How to know your staff hates you
Sometimes people are subtle – other times, well, not so much.
Take this parting shot left for the manager of a Vancouver coffee shop.
How damaged must the lines of communication have been if four people, collectively, decided this was the only way to get their point across?
Full story – Mutiny at the cafe.
(Link from flee.com)
Scott!!! How cruel of you to perform social experiments on poor cafe workers. This wasnt expected out of someone who headed the IE team at MSFT. Bad boy.
(Hanging head in shame)
I did some work at a community trust-owned place tearing down old PCs and suchlike and left after a couple of years.
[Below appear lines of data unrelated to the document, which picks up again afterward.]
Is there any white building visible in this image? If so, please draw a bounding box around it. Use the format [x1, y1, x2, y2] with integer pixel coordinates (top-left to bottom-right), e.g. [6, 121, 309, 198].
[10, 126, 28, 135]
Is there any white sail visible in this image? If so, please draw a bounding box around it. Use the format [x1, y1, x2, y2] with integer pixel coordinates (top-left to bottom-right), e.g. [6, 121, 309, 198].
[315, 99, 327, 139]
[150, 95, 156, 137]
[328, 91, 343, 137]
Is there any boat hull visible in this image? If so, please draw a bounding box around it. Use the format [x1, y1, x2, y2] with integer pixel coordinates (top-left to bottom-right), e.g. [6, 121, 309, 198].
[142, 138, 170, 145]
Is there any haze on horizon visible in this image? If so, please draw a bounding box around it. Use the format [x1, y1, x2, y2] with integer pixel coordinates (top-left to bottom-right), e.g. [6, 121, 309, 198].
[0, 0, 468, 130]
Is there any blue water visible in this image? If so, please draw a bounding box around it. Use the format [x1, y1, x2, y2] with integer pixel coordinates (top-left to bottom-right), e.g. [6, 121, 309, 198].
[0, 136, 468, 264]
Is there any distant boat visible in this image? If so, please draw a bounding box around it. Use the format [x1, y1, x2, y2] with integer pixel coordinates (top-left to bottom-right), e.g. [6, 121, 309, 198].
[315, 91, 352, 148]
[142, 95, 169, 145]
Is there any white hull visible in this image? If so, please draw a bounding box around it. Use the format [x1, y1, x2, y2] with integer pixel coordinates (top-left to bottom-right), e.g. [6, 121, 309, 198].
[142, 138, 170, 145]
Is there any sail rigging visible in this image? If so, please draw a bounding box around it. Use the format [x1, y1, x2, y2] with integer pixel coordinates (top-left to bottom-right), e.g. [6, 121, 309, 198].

I stayed out of office politics to the extent I bothered to acknowledge it, for good and obvious reasons – I wanted to work, not politic.
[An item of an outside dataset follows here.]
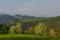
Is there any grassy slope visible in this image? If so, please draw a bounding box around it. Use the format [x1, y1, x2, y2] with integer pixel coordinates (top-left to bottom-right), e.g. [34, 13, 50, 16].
[0, 34, 60, 40]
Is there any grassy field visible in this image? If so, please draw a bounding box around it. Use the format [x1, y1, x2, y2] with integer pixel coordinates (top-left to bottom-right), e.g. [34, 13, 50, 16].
[0, 34, 60, 40]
A couple of years later I ran into one of the others who was still working there, and he informed me that the entire place had written and signed a letter informing the community trust that they did not trust the manager, they did not like him, they refused to work for him.
It can happen. All it takes is enough people sufficiently fed to the back teeth with the boss, a boss insufficiently astute to manage the friction and the people, and someone willing to start the ball rolling.
Wesley: I believe it. I just wonder how effective all this ends up being. Anyone so lost as a manager to let things get so bad is exactly the kind of person who would blame the people who quit for quiting. Know what I mean? I could totally imagine someone saying “look how bad my (former) employees are” rather than even considering taking it as a wake-up call.